A solution prepared by dissolving the fibroin porous body in a 9 mol / L lithium bromide aqueous solution at 20 ° C. at a concentration of 100 g / L was centrifuged at a rotation speed of 12,000 min- ¹ for 5 minutes. After removing the precipitate by decantation, the solution was desalted by dialysis and centrifuged again at a rotation speed of 12,000 min- ¹ for 30 minutes to prepare an aqueous fibroin solution as a molecular weight measurement solution.
Obtain a chromatogram of the molecular weight measurement solution using a high performance liquid chromatograph.

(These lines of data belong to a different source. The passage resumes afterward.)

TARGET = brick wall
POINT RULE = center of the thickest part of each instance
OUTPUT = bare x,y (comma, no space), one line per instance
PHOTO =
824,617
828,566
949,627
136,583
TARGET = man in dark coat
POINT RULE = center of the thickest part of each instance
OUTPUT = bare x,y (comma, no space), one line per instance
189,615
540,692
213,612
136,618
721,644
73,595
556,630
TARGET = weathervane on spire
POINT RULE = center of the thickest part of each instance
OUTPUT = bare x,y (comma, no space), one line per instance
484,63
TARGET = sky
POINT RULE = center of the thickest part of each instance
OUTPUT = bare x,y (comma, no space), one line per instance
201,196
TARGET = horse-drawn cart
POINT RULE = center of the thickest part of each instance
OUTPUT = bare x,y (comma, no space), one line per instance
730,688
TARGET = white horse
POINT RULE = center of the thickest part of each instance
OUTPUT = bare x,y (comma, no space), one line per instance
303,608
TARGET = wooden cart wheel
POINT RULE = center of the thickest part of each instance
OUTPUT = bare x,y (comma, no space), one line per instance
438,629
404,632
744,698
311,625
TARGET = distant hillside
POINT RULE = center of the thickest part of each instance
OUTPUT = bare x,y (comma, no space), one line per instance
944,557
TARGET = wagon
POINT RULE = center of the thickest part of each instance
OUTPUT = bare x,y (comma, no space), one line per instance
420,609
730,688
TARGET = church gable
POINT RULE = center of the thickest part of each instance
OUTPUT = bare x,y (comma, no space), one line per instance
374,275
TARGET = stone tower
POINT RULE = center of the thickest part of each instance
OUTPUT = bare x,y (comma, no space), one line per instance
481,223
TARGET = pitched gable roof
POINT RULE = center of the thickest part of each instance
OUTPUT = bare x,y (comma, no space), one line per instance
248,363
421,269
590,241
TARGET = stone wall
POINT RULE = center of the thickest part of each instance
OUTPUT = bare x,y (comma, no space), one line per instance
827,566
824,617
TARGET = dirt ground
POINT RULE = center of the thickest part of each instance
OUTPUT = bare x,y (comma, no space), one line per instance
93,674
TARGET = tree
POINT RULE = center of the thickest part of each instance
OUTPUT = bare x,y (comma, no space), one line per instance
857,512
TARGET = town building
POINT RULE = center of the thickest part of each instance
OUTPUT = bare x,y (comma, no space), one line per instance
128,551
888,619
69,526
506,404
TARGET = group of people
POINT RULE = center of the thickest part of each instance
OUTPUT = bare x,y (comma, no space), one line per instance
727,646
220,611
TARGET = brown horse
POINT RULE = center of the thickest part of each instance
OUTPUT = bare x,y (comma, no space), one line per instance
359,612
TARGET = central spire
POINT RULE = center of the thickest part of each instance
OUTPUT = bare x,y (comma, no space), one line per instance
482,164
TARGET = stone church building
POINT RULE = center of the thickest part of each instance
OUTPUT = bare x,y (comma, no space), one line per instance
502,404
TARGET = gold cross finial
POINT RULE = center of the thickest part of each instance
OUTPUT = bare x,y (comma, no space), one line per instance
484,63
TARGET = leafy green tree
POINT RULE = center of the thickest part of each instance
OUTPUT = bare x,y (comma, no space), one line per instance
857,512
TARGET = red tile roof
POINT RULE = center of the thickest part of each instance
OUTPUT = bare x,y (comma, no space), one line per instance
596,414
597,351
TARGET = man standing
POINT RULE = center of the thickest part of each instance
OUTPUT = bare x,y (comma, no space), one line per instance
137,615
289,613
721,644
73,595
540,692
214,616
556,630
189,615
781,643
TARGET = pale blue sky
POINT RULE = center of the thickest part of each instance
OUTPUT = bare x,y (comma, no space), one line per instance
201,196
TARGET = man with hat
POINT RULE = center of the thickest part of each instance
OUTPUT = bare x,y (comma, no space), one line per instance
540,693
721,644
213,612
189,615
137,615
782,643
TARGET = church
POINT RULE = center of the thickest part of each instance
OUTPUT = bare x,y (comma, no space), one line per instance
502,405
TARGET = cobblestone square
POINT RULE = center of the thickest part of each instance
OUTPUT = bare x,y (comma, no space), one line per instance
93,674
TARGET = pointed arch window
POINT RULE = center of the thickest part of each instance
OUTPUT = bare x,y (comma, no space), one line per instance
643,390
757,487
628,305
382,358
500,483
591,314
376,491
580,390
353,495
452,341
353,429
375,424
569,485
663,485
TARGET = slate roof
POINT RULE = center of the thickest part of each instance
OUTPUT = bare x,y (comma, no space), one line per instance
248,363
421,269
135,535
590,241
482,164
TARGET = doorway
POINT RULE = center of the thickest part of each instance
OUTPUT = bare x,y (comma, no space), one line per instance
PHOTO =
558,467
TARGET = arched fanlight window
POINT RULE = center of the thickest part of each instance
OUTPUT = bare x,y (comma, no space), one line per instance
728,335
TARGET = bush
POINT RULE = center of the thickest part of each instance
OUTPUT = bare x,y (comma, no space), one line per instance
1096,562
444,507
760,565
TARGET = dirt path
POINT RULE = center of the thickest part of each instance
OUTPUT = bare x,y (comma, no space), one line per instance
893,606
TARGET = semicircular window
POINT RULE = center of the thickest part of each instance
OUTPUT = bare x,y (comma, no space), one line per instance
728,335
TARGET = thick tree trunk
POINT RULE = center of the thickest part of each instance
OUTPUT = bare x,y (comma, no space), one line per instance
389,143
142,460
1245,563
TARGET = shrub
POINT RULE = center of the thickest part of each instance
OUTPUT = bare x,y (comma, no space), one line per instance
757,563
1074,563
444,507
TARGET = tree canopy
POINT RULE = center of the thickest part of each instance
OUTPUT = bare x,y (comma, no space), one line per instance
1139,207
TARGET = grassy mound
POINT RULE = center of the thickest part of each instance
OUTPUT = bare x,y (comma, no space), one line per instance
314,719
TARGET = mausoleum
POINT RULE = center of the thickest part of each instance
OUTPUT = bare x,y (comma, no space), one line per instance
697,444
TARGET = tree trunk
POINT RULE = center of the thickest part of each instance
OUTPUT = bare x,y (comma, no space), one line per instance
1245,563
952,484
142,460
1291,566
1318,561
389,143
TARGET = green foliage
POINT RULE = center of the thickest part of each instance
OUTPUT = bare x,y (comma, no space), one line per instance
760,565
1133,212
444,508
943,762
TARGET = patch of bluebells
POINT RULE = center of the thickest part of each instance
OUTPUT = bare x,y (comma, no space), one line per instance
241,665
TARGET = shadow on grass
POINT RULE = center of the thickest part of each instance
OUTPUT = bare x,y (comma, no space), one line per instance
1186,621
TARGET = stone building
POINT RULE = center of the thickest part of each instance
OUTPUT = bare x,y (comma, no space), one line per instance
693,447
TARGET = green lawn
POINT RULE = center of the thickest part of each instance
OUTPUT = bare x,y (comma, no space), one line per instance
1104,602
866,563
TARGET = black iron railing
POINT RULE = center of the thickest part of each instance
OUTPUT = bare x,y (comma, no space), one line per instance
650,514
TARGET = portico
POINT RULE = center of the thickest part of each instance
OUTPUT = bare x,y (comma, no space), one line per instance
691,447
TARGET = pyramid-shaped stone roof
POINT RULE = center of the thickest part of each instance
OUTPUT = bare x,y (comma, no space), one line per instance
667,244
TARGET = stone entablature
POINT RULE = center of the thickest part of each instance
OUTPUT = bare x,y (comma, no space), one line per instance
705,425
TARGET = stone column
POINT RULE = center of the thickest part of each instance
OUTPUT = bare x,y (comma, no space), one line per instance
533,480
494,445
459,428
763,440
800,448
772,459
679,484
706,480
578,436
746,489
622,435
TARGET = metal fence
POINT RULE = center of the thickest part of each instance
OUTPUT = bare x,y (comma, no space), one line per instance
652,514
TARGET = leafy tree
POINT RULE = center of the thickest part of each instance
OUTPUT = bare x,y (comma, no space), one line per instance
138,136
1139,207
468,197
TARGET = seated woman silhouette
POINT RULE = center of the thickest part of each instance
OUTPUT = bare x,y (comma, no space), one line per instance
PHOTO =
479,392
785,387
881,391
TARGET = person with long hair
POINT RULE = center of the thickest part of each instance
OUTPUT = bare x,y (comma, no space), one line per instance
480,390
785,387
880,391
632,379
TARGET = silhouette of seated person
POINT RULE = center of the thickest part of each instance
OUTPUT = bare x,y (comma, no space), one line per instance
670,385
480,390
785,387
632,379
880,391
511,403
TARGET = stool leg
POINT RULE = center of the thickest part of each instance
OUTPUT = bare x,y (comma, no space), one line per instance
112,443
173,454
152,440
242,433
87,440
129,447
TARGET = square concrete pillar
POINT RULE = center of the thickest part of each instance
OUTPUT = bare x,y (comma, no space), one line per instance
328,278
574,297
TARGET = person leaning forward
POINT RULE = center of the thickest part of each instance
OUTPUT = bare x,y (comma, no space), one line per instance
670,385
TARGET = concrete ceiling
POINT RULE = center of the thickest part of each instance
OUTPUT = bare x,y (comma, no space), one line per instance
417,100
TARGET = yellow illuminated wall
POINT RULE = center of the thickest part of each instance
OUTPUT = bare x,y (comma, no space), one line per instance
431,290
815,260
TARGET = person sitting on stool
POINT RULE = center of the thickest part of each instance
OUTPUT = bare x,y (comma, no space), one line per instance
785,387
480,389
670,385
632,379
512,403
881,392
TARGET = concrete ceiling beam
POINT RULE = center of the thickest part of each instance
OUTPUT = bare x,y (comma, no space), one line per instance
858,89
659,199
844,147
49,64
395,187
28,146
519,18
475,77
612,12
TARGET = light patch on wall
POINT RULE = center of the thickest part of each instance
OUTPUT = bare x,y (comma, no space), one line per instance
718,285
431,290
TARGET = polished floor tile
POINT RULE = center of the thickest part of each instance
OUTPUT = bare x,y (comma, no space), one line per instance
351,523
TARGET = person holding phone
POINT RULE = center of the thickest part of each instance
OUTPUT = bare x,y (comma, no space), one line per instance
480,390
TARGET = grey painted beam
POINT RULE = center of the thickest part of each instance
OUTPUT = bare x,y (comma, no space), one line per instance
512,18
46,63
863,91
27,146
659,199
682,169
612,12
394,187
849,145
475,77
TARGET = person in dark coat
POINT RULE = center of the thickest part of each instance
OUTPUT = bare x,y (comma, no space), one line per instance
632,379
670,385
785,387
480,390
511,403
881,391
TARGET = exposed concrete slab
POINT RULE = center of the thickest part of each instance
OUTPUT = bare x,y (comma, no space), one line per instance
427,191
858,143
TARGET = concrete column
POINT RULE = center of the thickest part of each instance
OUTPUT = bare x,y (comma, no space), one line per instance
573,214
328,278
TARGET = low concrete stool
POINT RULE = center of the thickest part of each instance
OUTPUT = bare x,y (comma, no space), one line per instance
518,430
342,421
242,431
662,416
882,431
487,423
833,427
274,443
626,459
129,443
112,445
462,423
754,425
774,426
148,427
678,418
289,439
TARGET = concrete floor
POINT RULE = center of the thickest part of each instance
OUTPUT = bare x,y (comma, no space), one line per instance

The peak top of the chromatogram
As a molecular weight marker, a protein using a calibration curve prepared using a yeast-derived glutamate dehydrogenase having a molecular weight of 290,000, a pig myocardial lactate dehydrogenase having a molecular weight of 142,000, and a yeast-derived enolase having a molecular weight of 67,000. protein molecular weight calculated in terms of the molecular weight of a 171,000～220,000, stop Chizai. Previous Northern protein equivalent molecular weight of 180,000～220,000, hemostatic material of claim 1. The hemostatic material according to claim 1 or 2, wherein the fibroin porous body is a silk fibroin porous body. The hemostatic material according to any one of claims 1 to 3, wherein the fibroin porous body has a tensile strain of 52 to 67%. The hemostatic material according to any one of claims 1 to 4, wherein the fibroin porous body has a tear strength of 20 to 45 N / mm. The hemostatic material according to any one of claims 1 to 5, wherein the fibroin porous body has a 25% compressive stress of 20 to 25 kPa.